Congressional Candidate Richard Ojeda Addresses Pocahontas County Dems and Activists
MARLINTON W.Va. – W.Va. state Sen. Richard Ojeda told Democratic voters and local activists in Pocahontas County on Saturday that they needed to be vocal about their concerns regarding the Mountain Valley Pipeline project.
“These decisions should be left up to the people that this will affect,” the senator told the crowd. He recounted a recent conversation between himself and a lobbyist in Charleston that lobbied for forced pooling. “They asked what they could do to change my mind. I told them they could get out of my office.”
Ojeda said that no company should be able to just take someone’s land. He said that the ultimate decision for the pipeline should be left up to the individual counties and the people to decide if they want it. Ojeda spoke about gas wells in Logan County creating short term jobs but only a minimal amount of long term jobs. The result in Logan County is millions of dollars worth of extraction with minimal amounts of money going back into the local communities.
“I know that everyone wants more jobs in West Virginia,” said Ojeda. “But only two interim sessions ago, the representatives of the gas industry admitted that the jobs they would be providing are short term jobs. Do we not deserve better than short term jobs?”

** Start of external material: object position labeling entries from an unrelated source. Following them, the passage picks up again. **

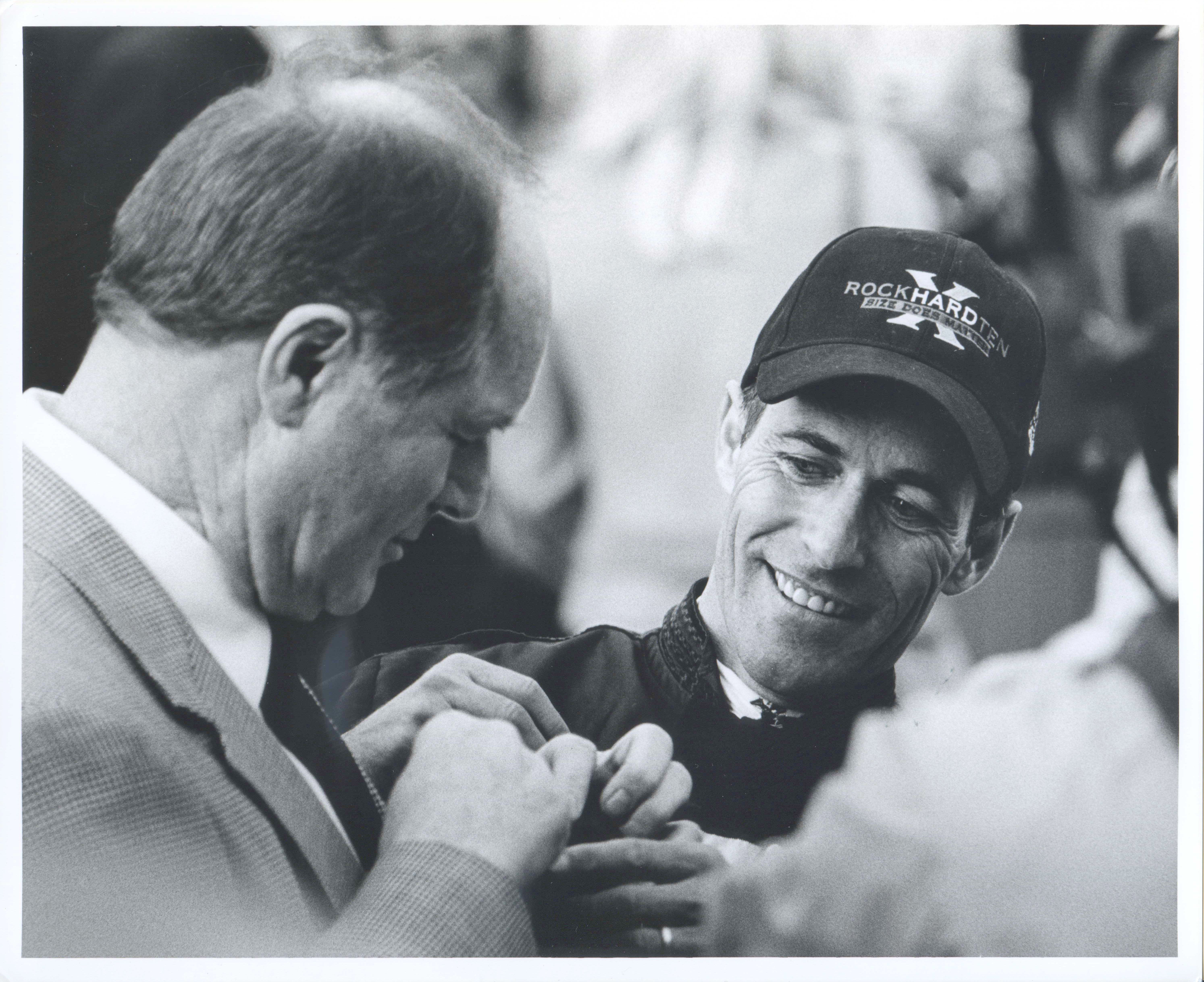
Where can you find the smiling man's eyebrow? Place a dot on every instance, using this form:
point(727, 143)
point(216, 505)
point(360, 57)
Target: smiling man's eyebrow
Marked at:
point(922, 480)
point(802, 435)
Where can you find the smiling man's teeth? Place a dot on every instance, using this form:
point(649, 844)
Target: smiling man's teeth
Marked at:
point(800, 595)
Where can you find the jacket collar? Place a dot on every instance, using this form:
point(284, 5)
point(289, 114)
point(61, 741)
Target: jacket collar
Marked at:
point(73, 537)
point(682, 658)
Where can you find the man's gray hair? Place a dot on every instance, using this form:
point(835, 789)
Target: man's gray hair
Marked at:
point(312, 187)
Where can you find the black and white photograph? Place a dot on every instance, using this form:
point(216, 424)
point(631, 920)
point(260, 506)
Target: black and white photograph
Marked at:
point(584, 496)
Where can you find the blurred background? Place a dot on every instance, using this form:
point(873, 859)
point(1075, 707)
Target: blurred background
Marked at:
point(689, 176)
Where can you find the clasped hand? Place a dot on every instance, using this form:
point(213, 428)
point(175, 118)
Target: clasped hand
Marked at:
point(488, 766)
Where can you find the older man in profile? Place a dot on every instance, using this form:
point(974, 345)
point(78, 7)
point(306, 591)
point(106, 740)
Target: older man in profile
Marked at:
point(321, 300)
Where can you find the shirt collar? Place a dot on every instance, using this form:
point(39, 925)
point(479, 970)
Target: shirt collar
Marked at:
point(186, 565)
point(683, 659)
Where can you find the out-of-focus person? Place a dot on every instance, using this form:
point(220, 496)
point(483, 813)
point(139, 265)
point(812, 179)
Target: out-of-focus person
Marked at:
point(321, 299)
point(870, 457)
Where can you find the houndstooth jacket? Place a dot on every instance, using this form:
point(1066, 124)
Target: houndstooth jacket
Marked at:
point(162, 818)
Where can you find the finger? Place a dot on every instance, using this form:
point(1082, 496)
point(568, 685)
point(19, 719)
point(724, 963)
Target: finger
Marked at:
point(485, 705)
point(683, 831)
point(683, 942)
point(599, 866)
point(635, 905)
point(523, 690)
point(644, 760)
point(571, 760)
point(653, 814)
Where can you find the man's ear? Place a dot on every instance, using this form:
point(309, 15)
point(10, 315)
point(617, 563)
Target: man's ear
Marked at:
point(987, 541)
point(309, 341)
point(731, 433)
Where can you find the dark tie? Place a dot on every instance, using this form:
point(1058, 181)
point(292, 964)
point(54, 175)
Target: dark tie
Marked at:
point(295, 715)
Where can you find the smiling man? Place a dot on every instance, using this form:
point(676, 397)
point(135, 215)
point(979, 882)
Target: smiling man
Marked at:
point(871, 454)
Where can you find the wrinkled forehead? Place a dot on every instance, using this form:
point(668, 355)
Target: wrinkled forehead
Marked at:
point(916, 427)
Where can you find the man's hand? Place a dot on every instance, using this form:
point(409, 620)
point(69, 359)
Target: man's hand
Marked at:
point(642, 785)
point(382, 742)
point(621, 893)
point(474, 785)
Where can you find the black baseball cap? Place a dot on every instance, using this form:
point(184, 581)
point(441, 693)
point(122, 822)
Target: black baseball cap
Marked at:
point(925, 309)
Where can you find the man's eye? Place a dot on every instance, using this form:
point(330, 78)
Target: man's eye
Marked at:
point(802, 467)
point(907, 511)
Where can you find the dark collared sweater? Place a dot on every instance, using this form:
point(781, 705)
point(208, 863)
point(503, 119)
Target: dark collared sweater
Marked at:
point(752, 778)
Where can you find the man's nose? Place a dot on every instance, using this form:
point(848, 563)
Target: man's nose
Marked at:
point(464, 495)
point(834, 530)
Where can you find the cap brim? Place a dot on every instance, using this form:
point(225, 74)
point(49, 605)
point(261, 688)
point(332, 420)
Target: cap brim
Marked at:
point(791, 371)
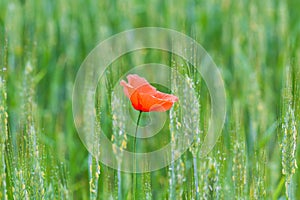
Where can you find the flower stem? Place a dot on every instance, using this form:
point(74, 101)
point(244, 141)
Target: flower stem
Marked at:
point(134, 158)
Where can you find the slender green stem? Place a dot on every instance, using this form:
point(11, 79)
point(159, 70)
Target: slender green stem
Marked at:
point(134, 158)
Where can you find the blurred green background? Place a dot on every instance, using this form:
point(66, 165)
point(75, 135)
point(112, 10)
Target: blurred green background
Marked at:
point(255, 44)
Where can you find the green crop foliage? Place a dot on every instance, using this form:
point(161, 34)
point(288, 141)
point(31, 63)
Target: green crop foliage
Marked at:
point(256, 46)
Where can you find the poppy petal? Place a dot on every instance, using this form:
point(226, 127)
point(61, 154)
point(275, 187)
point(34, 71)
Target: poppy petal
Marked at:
point(140, 84)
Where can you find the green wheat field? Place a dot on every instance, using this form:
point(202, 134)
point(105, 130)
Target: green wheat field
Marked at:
point(256, 46)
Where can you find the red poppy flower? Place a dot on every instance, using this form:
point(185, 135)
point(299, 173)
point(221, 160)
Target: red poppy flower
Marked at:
point(145, 97)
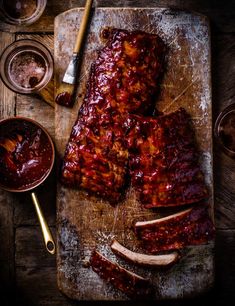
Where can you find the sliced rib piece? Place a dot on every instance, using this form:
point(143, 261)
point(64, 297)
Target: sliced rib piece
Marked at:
point(144, 259)
point(123, 79)
point(164, 163)
point(189, 227)
point(128, 282)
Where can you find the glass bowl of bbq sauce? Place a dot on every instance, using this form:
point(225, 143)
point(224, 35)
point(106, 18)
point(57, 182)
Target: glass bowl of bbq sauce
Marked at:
point(225, 130)
point(21, 12)
point(26, 66)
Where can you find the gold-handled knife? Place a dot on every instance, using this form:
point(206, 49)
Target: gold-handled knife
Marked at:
point(66, 91)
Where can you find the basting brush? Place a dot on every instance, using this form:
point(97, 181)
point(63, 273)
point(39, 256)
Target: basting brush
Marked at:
point(66, 91)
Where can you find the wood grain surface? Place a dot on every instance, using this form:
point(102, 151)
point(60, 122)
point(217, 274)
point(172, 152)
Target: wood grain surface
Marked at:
point(85, 222)
point(27, 271)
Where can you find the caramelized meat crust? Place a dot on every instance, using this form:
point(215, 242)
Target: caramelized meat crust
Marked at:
point(122, 80)
point(163, 163)
point(128, 282)
point(190, 227)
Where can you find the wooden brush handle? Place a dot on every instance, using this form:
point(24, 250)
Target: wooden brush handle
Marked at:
point(83, 26)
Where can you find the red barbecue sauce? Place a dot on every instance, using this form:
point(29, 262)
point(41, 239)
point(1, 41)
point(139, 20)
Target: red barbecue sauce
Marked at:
point(25, 154)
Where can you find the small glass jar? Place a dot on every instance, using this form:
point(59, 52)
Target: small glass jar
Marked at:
point(21, 12)
point(26, 66)
point(224, 130)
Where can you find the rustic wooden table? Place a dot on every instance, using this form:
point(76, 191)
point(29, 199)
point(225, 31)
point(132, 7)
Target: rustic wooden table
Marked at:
point(27, 271)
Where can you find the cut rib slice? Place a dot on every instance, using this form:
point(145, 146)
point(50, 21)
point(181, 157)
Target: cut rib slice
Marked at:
point(189, 227)
point(144, 259)
point(128, 282)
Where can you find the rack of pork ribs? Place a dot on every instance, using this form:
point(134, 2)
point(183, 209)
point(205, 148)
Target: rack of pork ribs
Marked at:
point(117, 134)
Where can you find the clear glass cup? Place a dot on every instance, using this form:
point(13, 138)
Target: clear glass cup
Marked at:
point(21, 12)
point(26, 66)
point(224, 130)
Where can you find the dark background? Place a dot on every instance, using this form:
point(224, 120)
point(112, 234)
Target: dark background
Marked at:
point(27, 271)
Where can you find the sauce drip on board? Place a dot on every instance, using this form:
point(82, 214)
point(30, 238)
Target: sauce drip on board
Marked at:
point(25, 154)
point(27, 69)
point(227, 130)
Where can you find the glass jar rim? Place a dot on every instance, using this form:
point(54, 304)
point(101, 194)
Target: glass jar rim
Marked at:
point(24, 45)
point(41, 5)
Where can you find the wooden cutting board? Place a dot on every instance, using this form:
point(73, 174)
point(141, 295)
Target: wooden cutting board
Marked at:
point(85, 222)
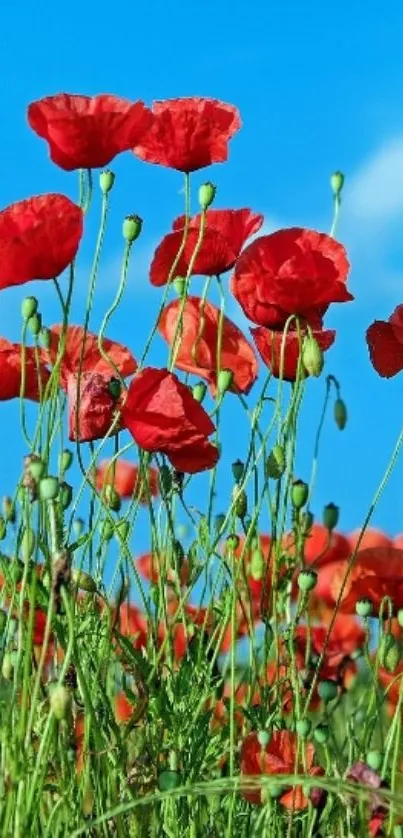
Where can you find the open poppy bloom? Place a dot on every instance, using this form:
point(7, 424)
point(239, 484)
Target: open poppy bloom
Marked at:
point(127, 479)
point(278, 757)
point(35, 377)
point(291, 272)
point(86, 132)
point(198, 350)
point(162, 415)
point(385, 344)
point(39, 238)
point(189, 133)
point(285, 360)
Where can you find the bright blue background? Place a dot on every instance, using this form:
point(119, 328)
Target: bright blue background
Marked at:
point(319, 88)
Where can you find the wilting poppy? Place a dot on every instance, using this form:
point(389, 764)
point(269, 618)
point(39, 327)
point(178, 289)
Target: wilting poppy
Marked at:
point(198, 350)
point(290, 272)
point(162, 415)
point(270, 344)
point(385, 344)
point(36, 374)
point(39, 237)
point(86, 132)
point(278, 757)
point(189, 133)
point(127, 479)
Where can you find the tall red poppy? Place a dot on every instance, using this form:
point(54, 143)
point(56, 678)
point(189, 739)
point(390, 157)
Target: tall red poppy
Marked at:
point(199, 343)
point(290, 272)
point(86, 132)
point(162, 415)
point(189, 133)
point(35, 377)
point(39, 237)
point(127, 479)
point(270, 342)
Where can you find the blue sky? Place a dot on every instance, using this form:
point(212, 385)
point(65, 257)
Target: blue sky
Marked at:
point(319, 88)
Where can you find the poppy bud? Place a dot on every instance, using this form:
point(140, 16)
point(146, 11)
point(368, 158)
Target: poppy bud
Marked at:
point(240, 502)
point(312, 357)
point(337, 182)
point(49, 488)
point(207, 194)
point(299, 494)
point(263, 737)
point(106, 181)
point(257, 565)
point(374, 759)
point(45, 337)
point(132, 228)
point(327, 690)
point(238, 470)
point(303, 728)
point(363, 608)
point(179, 284)
point(340, 414)
point(199, 391)
point(83, 580)
point(224, 381)
point(29, 307)
point(65, 460)
point(60, 700)
point(330, 516)
point(276, 463)
point(307, 580)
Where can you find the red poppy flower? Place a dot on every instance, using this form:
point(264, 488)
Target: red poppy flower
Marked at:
point(92, 361)
point(39, 237)
point(162, 415)
point(127, 479)
point(293, 271)
point(87, 132)
point(270, 342)
point(198, 348)
point(278, 757)
point(188, 134)
point(35, 378)
point(385, 344)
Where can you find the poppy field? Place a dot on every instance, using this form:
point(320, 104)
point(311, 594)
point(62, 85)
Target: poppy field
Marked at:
point(243, 675)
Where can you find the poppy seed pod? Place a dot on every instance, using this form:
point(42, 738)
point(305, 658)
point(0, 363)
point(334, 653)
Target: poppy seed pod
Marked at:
point(29, 307)
point(207, 194)
point(106, 181)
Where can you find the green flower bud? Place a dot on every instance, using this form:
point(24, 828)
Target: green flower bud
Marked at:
point(363, 608)
point(303, 728)
point(132, 228)
point(34, 324)
point(207, 193)
point(83, 580)
point(224, 381)
point(299, 494)
point(312, 357)
point(106, 181)
point(65, 460)
point(45, 337)
point(60, 700)
point(29, 307)
point(238, 470)
point(199, 391)
point(327, 690)
point(374, 759)
point(276, 463)
point(330, 516)
point(336, 183)
point(307, 580)
point(340, 414)
point(49, 488)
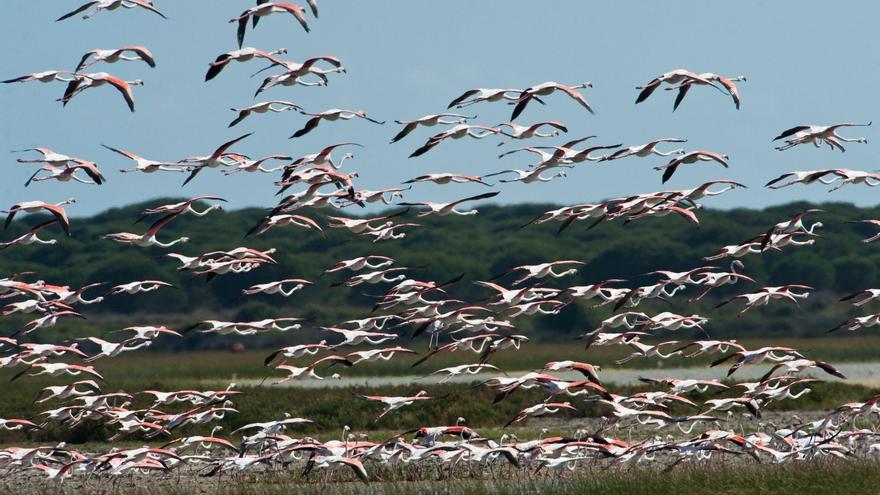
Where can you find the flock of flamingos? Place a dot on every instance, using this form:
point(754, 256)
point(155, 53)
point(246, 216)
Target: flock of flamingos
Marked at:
point(477, 332)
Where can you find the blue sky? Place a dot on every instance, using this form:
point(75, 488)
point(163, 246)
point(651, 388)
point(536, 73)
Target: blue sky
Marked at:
point(805, 63)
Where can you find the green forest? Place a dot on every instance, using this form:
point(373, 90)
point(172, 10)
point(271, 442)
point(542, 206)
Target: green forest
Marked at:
point(477, 247)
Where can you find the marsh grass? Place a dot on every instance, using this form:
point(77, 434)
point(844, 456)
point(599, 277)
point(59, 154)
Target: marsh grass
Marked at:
point(821, 476)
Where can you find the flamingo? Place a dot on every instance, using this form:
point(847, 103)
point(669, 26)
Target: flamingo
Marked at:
point(443, 209)
point(429, 121)
point(43, 77)
point(148, 238)
point(241, 55)
point(383, 354)
point(140, 53)
point(31, 237)
point(395, 403)
point(546, 89)
point(295, 352)
point(183, 207)
point(277, 287)
point(55, 209)
point(648, 149)
point(469, 369)
point(729, 85)
point(57, 369)
point(542, 270)
point(817, 134)
point(97, 6)
point(283, 221)
point(267, 8)
point(113, 349)
point(331, 115)
point(478, 95)
point(672, 78)
point(82, 82)
point(276, 106)
point(144, 165)
point(528, 176)
point(69, 173)
point(246, 165)
point(301, 373)
point(861, 297)
point(361, 262)
point(457, 132)
point(540, 409)
point(446, 178)
point(689, 158)
point(213, 160)
point(530, 131)
point(875, 223)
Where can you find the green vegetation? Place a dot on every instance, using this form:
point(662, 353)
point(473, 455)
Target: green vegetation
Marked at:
point(836, 264)
point(796, 478)
point(330, 408)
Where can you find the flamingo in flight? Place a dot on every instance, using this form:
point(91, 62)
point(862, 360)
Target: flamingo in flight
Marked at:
point(729, 85)
point(530, 131)
point(817, 134)
point(689, 158)
point(276, 106)
point(673, 78)
point(477, 95)
point(82, 82)
point(429, 121)
point(55, 209)
point(215, 159)
point(96, 6)
point(31, 236)
point(457, 132)
point(145, 165)
point(331, 115)
point(241, 55)
point(546, 89)
point(110, 56)
point(264, 9)
point(43, 77)
point(148, 238)
point(443, 209)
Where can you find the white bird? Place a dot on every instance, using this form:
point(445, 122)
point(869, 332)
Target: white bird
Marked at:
point(443, 209)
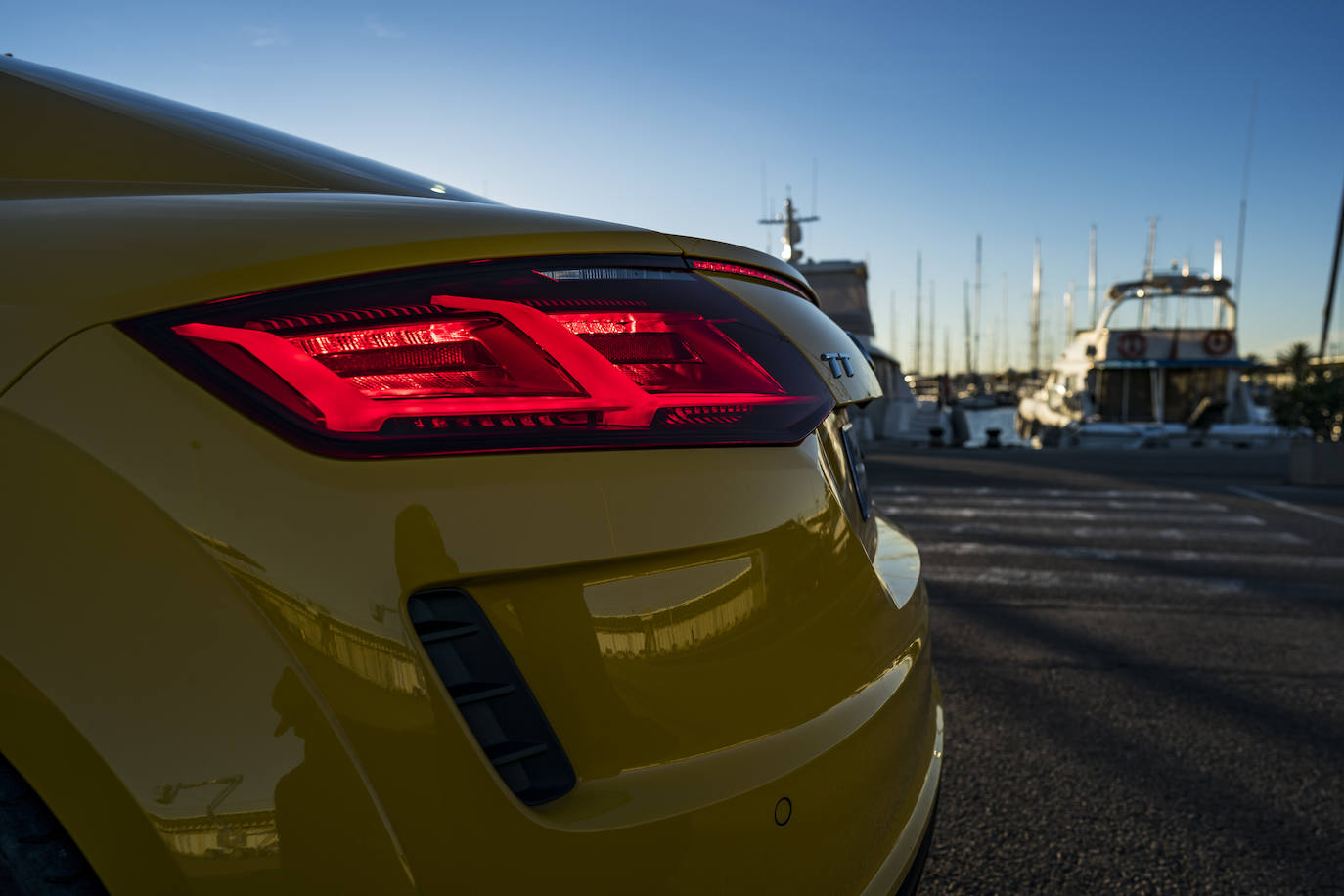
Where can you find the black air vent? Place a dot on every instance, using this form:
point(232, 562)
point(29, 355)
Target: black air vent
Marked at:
point(491, 694)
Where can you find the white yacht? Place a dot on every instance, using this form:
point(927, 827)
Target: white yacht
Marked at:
point(1152, 385)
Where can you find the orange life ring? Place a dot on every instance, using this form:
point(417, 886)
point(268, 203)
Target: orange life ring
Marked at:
point(1218, 341)
point(1132, 344)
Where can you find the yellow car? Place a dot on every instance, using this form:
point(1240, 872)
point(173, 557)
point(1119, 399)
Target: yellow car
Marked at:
point(366, 536)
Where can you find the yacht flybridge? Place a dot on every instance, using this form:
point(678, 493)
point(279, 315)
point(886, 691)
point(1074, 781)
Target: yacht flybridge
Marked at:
point(1152, 384)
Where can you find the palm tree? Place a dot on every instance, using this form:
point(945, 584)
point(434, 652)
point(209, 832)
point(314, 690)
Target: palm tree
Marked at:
point(1296, 357)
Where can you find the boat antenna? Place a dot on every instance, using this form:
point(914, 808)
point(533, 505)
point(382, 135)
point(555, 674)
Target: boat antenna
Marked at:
point(1069, 313)
point(765, 208)
point(1092, 276)
point(1003, 327)
point(1218, 274)
point(1035, 310)
point(813, 186)
point(976, 356)
point(918, 312)
point(791, 227)
point(1246, 183)
point(965, 305)
point(1335, 272)
point(894, 323)
point(933, 327)
point(1148, 272)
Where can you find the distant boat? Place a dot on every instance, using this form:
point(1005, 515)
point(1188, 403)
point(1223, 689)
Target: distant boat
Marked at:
point(1150, 385)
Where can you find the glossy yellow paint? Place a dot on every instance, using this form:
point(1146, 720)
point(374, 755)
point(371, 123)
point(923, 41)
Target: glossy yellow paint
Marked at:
point(207, 657)
point(797, 676)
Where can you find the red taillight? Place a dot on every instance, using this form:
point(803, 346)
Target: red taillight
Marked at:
point(478, 357)
point(742, 270)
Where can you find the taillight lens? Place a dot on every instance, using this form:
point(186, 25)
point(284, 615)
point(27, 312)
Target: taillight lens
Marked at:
point(500, 356)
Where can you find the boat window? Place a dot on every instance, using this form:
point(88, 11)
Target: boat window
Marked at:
point(1186, 388)
point(1125, 395)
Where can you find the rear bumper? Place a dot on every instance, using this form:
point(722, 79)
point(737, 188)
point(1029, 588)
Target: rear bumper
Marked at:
point(901, 871)
point(223, 578)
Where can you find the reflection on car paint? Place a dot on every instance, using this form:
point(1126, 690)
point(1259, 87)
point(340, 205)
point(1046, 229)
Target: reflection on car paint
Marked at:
point(672, 610)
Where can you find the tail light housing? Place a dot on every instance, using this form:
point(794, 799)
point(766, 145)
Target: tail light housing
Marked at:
point(495, 356)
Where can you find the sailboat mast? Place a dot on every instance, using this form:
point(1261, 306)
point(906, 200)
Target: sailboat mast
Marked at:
point(974, 359)
point(918, 312)
point(1035, 310)
point(1246, 183)
point(933, 327)
point(1092, 277)
point(1148, 269)
point(1335, 273)
point(1003, 328)
point(965, 304)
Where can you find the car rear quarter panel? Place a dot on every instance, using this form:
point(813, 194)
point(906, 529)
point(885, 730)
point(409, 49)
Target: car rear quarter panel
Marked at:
point(703, 628)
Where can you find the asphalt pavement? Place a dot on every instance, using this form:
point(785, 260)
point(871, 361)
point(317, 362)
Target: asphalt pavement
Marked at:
point(1142, 657)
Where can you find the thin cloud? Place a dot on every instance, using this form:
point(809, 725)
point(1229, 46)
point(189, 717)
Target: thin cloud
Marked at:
point(380, 29)
point(268, 38)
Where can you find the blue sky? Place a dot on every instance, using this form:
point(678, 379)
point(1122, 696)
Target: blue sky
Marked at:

Ojeda said the least that could happen is that the state could raise the severance tax to accommodate the lack of long term jobs. “I’ve been griping about the severance tax for quite some time. But the minute you talk about putting more money back into our roads, our schools, our teachers or our state employees, they threaten to lay off workers and shut down. If we even think about cutting into the profits of these millionaires and billionaires to better our people, they threaten to take the food off of our families’ tables.”
Ojeda also supported the idea of bringing new forms of energy to rural areas like Pocahontas County. “I’m from Logan County and in Logan County, coal mining is our lifeline and I want my miners working. There is absolutely still a place for coal, especially the metallurgical coal that we mine in southern West Virginia. That coal will produce the steel that it takes to fix our roads, bridges and infrastructure but there are places in West Virginia where the people are looking for other resources. We have the best welders, the best mechanics and the best fabricators”.
The vocational schools in West Virginia create the best, added Ojeda. “We could absolutely build solar panels. We need politicians who are willing to actually reach out to the companies looking for a workforce in this field and bring them to Pocahontas County,” Ojeda said. And then he called for American companies that have moved overseas to relocate to rural communities as the low cost of living and high rate of unemployment would be an incentive for business.
He laid out an idea that politicians in Washington should always be held accountable; where they are not focused on reelection but on doing their jobs and where fundraising is not taking up 65% of their time in office; and where every politician is accessible to the people with the primary goal of bettering the lives of the people in their state.